Radicalisation Tatouage: Procès de Samuel Dufour

Samuel Dufour n’est pas un accusé facile. Il n’a pas la faconde et l’air repenti d’un Esteban Morillo. Il n’a pas non plus l’enfance difficile d’un Alexandre Eyraud, les deux autres personnes jugés pour la mort de Clément Meric en juin 2013 au cours d’une bagarre entre skinheads et antifas.
Dufour n’a pas été violé à dix ans par son professeur de judo comme le premier, il n’a pas été victime d’aliénation parentale comme le second. Il n’a pas recouvert ses tatouages de skinhead, il “n’en a pas les moyens”, et de toute façons, il n’a pas l’air de faire amende honorable quant à ses opinions “de droite”.

Il ne se rend pas très sympathique : il arrive en retard à l’audience, ne se présente pas toujours à ses convocations judiciaires.
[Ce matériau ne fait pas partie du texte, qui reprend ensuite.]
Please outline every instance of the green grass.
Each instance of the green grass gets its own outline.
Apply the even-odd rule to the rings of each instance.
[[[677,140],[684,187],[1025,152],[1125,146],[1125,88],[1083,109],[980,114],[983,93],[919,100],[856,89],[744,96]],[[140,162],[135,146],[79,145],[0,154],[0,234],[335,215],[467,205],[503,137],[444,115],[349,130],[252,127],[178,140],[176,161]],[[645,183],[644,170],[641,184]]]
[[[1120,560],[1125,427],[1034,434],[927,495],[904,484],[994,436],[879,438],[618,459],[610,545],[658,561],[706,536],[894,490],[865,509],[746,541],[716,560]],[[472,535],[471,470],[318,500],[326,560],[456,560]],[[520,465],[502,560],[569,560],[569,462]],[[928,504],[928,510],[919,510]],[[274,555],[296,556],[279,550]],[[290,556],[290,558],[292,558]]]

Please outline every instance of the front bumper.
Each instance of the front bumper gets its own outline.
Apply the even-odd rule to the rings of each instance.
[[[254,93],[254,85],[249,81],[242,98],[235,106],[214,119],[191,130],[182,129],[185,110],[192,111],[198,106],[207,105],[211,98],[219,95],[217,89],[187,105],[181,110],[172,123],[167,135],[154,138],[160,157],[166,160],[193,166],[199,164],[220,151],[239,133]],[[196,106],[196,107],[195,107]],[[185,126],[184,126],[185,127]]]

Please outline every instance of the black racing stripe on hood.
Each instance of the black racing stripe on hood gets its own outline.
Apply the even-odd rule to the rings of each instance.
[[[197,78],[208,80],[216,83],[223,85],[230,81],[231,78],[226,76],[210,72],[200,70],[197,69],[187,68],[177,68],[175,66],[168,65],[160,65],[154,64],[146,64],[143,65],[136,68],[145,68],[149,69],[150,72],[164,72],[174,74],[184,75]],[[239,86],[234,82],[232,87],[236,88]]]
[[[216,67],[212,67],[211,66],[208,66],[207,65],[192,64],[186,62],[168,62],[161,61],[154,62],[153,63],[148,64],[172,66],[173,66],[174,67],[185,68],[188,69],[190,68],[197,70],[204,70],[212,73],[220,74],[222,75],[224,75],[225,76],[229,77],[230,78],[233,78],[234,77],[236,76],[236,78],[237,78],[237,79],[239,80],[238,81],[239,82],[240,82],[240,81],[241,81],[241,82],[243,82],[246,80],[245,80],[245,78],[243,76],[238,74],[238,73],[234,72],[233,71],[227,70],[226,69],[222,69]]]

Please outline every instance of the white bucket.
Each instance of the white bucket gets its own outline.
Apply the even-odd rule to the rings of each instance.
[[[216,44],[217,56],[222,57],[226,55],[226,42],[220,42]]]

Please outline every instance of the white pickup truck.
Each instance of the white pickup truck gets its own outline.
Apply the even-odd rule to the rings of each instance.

Il est gauche, maladroit dans ses déclarations, malhabile dans sa défense. Violent, sans doute : c’est lui qui a crié : “one shot !” lorsque Clément Méric est tombé au sol, victorieux. C’est lui qui, selon certains témoignages contradictoires, aurait aussi asséné un troisième coup de poing au jeune étudiant de Sciences-Po. Portait-il une arme ? Un “poing américain” comme le suggère ses SMS retrouvés par la suite ? Il se promenait souvent avec un opinel, “pour [se] défendre, au cas où”, portait deux grosses bagues “décoratives” à la phalange droite, l’une à tête de mort, l’autre à tête de cochon. De cochon ? “Oui, j’aime beaucoup les cochons”, répond-il en pouffant à moitié. 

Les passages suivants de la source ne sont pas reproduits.